データサイエンティストより貴重な存在 マーケターが担うべき「データエグゼキューター」の役割とは

 オンラインとオフラインを統合したマーケティングの最適化が必要だといわれて久しいが、実践するハードルは依然として高い。しかし、それを支援するデータ分析ソリューションも出てきており、徐々に環境が整ってきている。広告運用のトレーディングデスクを手がけるエスワンオーインタラクティブの高瀬大輔氏と、マーケター向けのデータ分析ツール「マゼラン」を手がけるサイカの平尾喜昭氏が、データ分析の発展で変わるマーケティングの潮流について語り合った。

広告効果の「部分最適化」が起きていないか

――エスワンオーインタラクティブとサイカの両社は、業務提携を結んで2年以上になるそうですね。まず、サイカが提供する「マゼラン」について、どういったツールなのか紹介いただけますか?

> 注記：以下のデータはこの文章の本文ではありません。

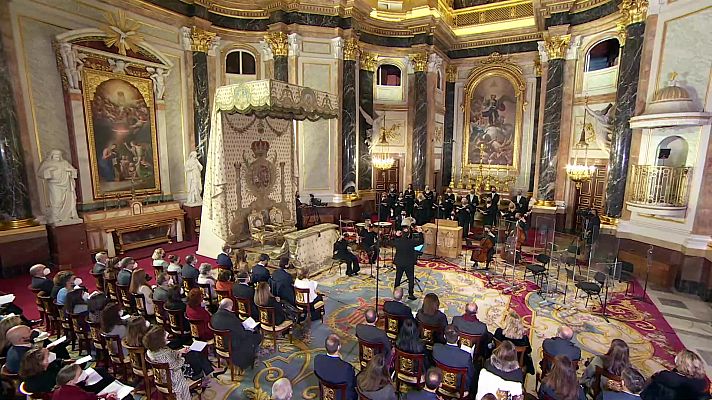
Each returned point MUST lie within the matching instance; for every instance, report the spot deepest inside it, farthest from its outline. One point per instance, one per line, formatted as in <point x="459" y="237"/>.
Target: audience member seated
<point x="157" y="350"/>
<point x="126" y="267"/>
<point x="189" y="271"/>
<point x="562" y="345"/>
<point x="139" y="285"/>
<point x="224" y="261"/>
<point x="245" y="344"/>
<point x="163" y="282"/>
<point x="282" y="389"/>
<point x="631" y="386"/>
<point x="374" y="382"/>
<point x="501" y="372"/>
<point x="303" y="282"/>
<point x="331" y="368"/>
<point x="614" y="361"/>
<point x="283" y="283"/>
<point x="242" y="289"/>
<point x="515" y="331"/>
<point x="371" y="333"/>
<point x="39" y="274"/>
<point x="433" y="380"/>
<point x="101" y="259"/>
<point x="195" y="310"/>
<point x="260" y="273"/>
<point x="686" y="381"/>
<point x="451" y="355"/>
<point x="561" y="383"/>
<point x="95" y="304"/>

平尾:マゼランとはひとことでいうと「統合マーケティングシミュレーター」で、デバイスを越えた施策間のつながり、および最適な予算配分がわかることが特徴です。天気や株価や競合の出稿といった施策外の要因も踏まえて、オンラインの施策とオフラインの施策を分析し、成果に対して何が寄与しているのかを分析します。

左からエスワンオーインタラクティブ 高瀬大輔氏、サイカ 平尾喜昭氏

左からエスワンオーインタラクティブ 高瀬大輔氏、サイカ 平尾喜昭氏

高瀬:もともとサイカは統計分析のコンサルティングやツール開発をされていたそうですが、マゼランのようなマーケティングツールを開発した動機をうかがえますか?

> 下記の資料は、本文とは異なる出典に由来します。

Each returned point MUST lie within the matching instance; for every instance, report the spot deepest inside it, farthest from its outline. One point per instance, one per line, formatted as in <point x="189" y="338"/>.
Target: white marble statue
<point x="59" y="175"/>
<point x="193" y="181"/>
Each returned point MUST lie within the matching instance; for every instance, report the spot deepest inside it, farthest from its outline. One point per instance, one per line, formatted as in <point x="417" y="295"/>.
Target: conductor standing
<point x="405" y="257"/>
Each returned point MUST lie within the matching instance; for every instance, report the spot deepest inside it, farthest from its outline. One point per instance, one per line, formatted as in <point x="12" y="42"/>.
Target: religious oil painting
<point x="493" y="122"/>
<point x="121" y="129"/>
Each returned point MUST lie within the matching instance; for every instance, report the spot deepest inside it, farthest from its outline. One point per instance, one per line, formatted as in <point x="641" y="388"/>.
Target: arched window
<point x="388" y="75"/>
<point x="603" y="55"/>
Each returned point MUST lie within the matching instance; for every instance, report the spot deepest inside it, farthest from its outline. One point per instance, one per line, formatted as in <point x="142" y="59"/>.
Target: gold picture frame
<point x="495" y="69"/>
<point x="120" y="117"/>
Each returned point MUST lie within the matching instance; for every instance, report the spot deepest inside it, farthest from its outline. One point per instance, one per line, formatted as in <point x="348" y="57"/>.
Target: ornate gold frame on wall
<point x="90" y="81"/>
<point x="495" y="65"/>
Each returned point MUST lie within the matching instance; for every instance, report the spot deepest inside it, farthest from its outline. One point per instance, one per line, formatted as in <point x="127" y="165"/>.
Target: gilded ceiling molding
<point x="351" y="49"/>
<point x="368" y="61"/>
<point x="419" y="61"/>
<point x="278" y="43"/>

平尾:統計分析は企業の様々な部門で活かせるものですが、当社が統計分析ツールを提供し始めると、実は9割以上の顧客がマーケターだったんです。その理由を探ると、2つの課題があることがわかりました。

 1つめは、広告の評価が統合されず、部分最適化していること。2つめは、外部コンサルティング会社にデータ分析を外注しても、そのレポートがマーケティングに落とし込めないことでした。社外パートナーは分析のプロであってもマーケティングのプロではありません。しかも自社のビジネスを知り尽くしているわけではないので、実務で“使える”レポートになっていない。だから、自社でデータ分析を行いたいというニーズがあるのだとわかりました。

高瀬:外部のデータサイエンティストによる分析は、分析それ自体としては正しく行われているけれど、打ち手につなげられないことが多い印象がある、ということですか?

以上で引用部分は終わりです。